更新日:2016年6月3日更新 印刷ページ表示

 《鳩子の滝》

 鳩子の滝1 鳩子の滝2

場所 ・・・ 山口県柳井市日積8615番地

 鳩子川の渓流に3段になった滝があり、「深山の飛瀑(みやまのひばく)」といわれ、「日積八景」の一つに上げられています。昔、弘法大師が、ここで座禅を組まれたとか。足と杖の跡といわれる岩があり、その故か小さな大師堂があります。
 滝の全景は、こんもりと広葉樹におおわれていますが、この森は、珍しい「タラヨウ(多羅葉)」の原生林で有名になっております。
 「タラヨウ」は、紙の代用で、僧侶がお経を書いたり通信に利用したそうで、「多羅」とはお経の意味で、仏教木として、お寺の庭にもあります。また、葉書の語源といわれ、「郵便の木」にも選定されております。昔から、日積では「えかきしば」といわれ、子供の遊びに利用されました。
 この滝の数百メートル上流には、生きた化石、サンショウウオの生息がみられます。種類は、小形の「ブチサンショウウオ」で、柳井市内では唯一の生息地です。

《大愚和尚生誕地》

大愚和尚生誕地

場所 ・・・ 山口県柳井市日積3168番地1

 萩市の、毛利藩主の墓所のある、東光寺第15世住職で、同寺中興の大愚和尚は、日積中山の生まれです。今は、畑になっている「大段屋敷」といわれるこの地に、元文4年(1736年)に生まれました。
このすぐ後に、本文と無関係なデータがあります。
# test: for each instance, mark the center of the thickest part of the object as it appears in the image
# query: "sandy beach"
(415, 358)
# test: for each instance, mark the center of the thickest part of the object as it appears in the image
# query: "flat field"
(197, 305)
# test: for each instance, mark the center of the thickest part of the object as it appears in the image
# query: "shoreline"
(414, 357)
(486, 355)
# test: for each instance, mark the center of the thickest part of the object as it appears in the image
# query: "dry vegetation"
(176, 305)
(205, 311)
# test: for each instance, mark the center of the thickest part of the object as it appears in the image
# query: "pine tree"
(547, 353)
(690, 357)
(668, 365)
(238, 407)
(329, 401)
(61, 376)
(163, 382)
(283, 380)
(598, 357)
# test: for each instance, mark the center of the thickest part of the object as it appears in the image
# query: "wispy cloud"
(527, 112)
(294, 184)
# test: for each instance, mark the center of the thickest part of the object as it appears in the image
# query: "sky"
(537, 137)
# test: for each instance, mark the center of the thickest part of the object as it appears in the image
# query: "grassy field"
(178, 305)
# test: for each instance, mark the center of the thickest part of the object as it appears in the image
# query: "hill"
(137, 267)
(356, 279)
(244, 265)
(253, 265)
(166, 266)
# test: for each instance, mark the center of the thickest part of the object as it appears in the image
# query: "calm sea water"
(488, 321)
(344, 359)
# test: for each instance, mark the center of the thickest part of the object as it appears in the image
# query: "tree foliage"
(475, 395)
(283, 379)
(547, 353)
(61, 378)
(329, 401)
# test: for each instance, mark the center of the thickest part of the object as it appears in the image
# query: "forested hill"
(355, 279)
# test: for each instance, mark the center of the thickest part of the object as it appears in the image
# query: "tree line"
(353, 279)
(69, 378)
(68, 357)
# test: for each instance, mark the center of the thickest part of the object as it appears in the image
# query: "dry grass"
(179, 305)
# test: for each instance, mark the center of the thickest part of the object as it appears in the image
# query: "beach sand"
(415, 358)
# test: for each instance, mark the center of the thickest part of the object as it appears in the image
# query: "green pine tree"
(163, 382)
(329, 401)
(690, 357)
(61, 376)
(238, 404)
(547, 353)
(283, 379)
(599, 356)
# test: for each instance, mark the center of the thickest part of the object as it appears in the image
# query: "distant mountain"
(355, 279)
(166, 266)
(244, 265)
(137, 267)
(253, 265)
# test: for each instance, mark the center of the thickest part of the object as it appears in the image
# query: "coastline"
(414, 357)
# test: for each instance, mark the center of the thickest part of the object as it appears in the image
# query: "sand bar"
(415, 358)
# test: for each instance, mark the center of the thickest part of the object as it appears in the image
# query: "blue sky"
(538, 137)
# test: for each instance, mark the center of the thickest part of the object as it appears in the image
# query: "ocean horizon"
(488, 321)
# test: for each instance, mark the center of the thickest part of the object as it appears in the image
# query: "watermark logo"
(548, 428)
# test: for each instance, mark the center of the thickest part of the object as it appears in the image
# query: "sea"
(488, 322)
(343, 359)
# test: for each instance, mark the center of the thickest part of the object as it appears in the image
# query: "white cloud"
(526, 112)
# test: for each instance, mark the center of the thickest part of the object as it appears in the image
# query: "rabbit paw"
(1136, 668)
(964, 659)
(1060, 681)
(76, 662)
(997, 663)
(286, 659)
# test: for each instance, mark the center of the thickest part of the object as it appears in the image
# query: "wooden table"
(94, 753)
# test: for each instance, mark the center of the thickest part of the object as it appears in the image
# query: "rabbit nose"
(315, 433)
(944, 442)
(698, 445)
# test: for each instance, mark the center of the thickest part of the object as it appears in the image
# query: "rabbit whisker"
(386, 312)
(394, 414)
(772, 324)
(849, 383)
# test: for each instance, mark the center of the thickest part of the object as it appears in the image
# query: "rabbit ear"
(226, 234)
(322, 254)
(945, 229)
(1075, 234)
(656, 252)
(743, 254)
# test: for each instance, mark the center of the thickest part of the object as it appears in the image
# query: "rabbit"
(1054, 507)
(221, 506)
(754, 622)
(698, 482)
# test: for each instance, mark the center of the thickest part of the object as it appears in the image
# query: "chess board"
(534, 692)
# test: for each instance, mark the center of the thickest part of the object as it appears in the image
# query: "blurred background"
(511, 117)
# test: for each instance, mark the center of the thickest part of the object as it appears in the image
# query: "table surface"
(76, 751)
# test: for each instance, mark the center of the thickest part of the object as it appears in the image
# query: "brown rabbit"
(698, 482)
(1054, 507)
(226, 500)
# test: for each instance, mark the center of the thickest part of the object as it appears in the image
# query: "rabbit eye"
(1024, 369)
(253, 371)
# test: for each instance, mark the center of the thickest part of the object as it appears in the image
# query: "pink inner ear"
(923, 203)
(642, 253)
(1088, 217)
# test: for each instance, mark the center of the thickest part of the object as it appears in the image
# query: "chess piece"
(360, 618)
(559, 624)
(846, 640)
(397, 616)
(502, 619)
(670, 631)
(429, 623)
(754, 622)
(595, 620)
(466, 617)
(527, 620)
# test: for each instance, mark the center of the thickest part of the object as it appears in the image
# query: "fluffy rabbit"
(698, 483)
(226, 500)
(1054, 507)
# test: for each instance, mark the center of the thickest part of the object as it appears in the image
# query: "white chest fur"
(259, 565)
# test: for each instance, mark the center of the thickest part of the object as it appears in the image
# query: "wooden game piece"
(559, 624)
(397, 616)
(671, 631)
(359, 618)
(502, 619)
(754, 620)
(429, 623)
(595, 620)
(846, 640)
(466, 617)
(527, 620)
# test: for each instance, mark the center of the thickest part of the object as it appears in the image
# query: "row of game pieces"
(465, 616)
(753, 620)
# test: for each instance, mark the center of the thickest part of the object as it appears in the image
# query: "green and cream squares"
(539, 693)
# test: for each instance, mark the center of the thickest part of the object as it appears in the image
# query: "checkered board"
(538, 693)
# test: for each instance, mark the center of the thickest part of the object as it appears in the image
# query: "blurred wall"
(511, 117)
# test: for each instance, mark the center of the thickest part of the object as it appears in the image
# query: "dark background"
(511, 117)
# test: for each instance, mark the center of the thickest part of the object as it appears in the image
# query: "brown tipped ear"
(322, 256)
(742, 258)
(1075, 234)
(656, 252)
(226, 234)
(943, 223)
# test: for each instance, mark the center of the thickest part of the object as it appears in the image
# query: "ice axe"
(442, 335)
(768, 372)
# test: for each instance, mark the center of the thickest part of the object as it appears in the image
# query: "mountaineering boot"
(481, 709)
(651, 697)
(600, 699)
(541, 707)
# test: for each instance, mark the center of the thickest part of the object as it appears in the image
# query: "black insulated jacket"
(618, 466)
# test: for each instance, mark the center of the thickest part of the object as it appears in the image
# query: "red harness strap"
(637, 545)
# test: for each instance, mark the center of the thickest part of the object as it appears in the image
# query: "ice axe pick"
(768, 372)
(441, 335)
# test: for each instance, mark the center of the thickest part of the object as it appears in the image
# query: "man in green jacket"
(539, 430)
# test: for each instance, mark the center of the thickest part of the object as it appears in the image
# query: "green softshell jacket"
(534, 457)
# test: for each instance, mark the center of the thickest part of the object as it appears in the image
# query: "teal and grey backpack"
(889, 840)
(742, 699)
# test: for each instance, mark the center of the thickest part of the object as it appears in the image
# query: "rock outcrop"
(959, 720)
百姓の子として生まれた彼は、長ずると志を立て、僧侶となりました。生来の俊才と懸命の努力で、各地に寺を創建し、高名な禅僧となり、ついに東光寺の住職に迎えられました。
 時の藩主、毛利重就(もうりしげたか)公との親しい交流があったようです。その在職中、大雄宝殿の修復、山門の建立等の大事業を行いました。在職16年で東光寺を出、最後は萩に帰り、文政7年(1824年)高安寺において、85才で没しました。
 大愚と関係のある、大里の村中家に遺墨の軸、中山松村家に杖と肖像の軸が伝わっております。


《十楽寺》

十楽寺

 場所 ・・・ 山口県柳井市日積3129番地

 十楽寺は、弘法大師が諸国巡礼の折り、中山の里を尋ねられ、鳩の子に導かれて、銭坪山に登られ、御来光を拝され、山上に開基された寺といわれています。本尊の阿弥陀仏は恵心僧都の作といわれ、市内では最古の藤原仏といわれ、市の文化財に指定されております。
 何時の頃か、山上よりこの地に移転され、真言宗から浄土宗になり、戒善寺の末寺となりました。
 しかし、宗派を問わず中山郷中の崇拝護持の寺となっております。
 また、この寺に伝わる十楽寺縁起は、本尊に合わせて文化財に指定されています。その縁起に、「大 ぶん師と鳩の子」「お文の身がわり」「本尊の取合騒動」等の面白い昔話が残っております。 前庭の半架の地蔵さんは、珍しい形と注目されております。また、石段に数個の盃状穴が見られます。


《正福寺の名水》

正福寺の名水1 正福寺の名水2

場所 ・・・ 山口県柳井市日積3064番地1

 玖珂郡志(1802年)に日積村三清水の一つに、正福寺の清水が記されております。おそらく、大昔からこの湧き水はあり、人の生活が始まると、貴重な飲用水として、利用されたのでしょう。それ故、この伝説も生まれました。近くに、古い五輪塔が残っている畑に、正福寺と言う寺がありました。その僧さんが、托鉢の米を取り落としたところに、突然清水が湧き出し、名水になったそうです。人々は驚き、僧さんの清水をおし頂き、大切に守って使用しました。当時は、水道や井戸はなく、流水を用水としていたからです。
 各家に井戸を掘るようになって、この水との関わりは少なくなりましたが、年中20度、日照りの夏でも水量は少しもかわらず、吹き出しております。保健所の水質検査でも、無菌・飲用に最適と折り紙をつけられました。
 正福寺は、その後火災で焼け、廃寺となりましたが、名水と自治会の名前で、何時までも残ることでしょう。

《吉村備後ノ守の五輪塔》

 水梨の好村家は、「お配り屋敷」といわれている大変古い家で、平家の末裔といわれています。そのためか、家号も「平田(へいだ)」と呼ばれています。
この屋敷に、吉村備後ノ守の墓が残っています。少し不揃いの五輪塔で、傍らに、自然石の奥方の墓もあります。備後ノ守は、萩藩の古文書、十楽寺縁起、玖珂郡志、八幡宮棟札に、吉村備後ノ守勝直の名で出ている実在の人物です。それによると、戦国時代、毛利氏に従って活躍した、日積在郷の豪族で、琴石山城の城番の一人であったようです。また、大里八幡宮や十楽寺の護持にも貢献しています。 関ヶ原戦の後、帰農して、その一族は記録から消えましたが、好村家はその末裔といわれます。
 なお「お配り屋敷」は、中山に7軒あったといわれますが、その土地の開拓の家、草わけの家の呼称と考えられます。